Mitali Bhalla
Mitali Bhalla, Site Reliability Engineer -II at Red Hat, Inc
With 3+ years of experience managing and optimising complex Kubernetes and OpenShift clusters, I specialise in ensuring the reliability, scalability, and performance of infrastructure in dynamic environments. Passionate about site reliability engineering, I focus on automating processes, improving system uptime, and troubleshooting complex issues across large-scale cloud-native platforms.
Projects: github.com/MitaliBhalla
Red Hat, Inc
Job title –SRE - II
Sessions
As Kubernetes continues to evolve, Hypershift emerges as a revolutionary solution for managing clusters with exceptional scalability and efficiency. This presentation will explore the future of Kubernetes cluster management, highlighting how Hypershift is reshaping the multi-cloud landscape and transforming strategies for enterprise-grade operations. With the rapid growth of Kubernetes across industries, managing clusters across multiple cloud providers while ensuring high performance, security, and cost efficiency remains a critical challenge. Hypershift addresses this by offering a centralized control plane for managing multiple Kubernetes clusters, providing a streamlined and scalable approach to cluster management.

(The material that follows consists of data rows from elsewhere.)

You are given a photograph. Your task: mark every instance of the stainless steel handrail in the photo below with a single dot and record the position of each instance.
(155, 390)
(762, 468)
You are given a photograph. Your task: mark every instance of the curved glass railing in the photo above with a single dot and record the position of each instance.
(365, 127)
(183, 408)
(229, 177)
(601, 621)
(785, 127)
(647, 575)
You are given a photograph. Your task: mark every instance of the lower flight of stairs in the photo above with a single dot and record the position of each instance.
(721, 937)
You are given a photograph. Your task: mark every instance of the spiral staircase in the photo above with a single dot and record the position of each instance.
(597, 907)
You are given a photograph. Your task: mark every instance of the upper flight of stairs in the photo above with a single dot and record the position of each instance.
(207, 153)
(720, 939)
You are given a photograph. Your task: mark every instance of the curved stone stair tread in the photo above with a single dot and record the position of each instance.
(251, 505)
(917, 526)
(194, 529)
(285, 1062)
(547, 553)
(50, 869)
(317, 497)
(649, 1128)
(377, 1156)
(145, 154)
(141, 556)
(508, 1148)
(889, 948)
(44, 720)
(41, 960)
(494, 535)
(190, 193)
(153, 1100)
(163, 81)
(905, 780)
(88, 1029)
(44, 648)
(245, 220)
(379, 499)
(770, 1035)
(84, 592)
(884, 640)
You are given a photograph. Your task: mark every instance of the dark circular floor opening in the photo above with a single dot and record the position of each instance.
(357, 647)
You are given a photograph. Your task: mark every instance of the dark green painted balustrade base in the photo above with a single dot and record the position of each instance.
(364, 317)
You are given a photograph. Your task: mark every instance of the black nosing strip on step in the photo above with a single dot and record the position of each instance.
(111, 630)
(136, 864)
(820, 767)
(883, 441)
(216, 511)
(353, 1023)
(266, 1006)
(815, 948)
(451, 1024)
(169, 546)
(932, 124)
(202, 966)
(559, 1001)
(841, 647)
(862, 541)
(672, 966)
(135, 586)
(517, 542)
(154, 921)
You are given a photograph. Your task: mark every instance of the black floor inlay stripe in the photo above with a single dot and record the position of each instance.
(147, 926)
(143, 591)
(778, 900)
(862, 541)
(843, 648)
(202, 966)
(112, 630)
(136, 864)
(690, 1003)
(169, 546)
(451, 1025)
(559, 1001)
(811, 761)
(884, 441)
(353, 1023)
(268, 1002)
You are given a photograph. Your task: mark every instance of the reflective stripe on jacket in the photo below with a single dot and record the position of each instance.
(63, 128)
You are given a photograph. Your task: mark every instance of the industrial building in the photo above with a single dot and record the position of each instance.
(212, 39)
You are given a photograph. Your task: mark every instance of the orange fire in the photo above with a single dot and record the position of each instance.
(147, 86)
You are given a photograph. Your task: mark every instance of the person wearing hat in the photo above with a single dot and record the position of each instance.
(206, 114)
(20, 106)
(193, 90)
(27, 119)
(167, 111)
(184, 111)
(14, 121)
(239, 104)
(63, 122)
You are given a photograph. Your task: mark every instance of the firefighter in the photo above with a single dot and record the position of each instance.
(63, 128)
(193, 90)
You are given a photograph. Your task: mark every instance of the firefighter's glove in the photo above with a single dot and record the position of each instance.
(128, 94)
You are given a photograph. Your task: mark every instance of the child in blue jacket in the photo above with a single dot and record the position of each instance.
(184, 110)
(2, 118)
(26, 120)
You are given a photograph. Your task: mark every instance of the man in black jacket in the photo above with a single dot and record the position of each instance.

A key advancement within this ecosystem is Red Hat OpenShift Service on AWS (ROSA) with Hosted Control Planes (HCP). By separating control plane pods from the rest of the cluster and consolidating them within a single OpenShift management cluster, ROSA HCP enhances resilience, scalability, and operational efficiency. This architecture significantly reduces provisioning time (from 40 minutes in ROSA Classic to around 10 minutes with HCP), lowers infrastructure costs, and simplifies scaling by only requiring adjustments to worker nodes. In contrast, ROSA Classic often involves complex and costly scaling of control plane capacity.
ROSA HCP provides a fully managed cloud-native environment, empowering organizations to offload complex infrastructure management tasks such as security, compliance, and monitoring, while benefiting from the scalability and flexibility of Red Hat OpenShift on AWS. This innovative approach directly addresses customer feedback regarding cost, offering a more budget-friendly solution without compromising service quality.
During this presentation, we will demonstrate the power of ROSA HCP, walking through the prerequisites for cluster creation, cluster access, deploying and scaling a simple application, and showcasing how control plane management is handled by Red Hat. Join us to learn how Hypershift and ROSA HCP can revolutionize your Kubernetes cluster management and accelerate your cloud-native journey.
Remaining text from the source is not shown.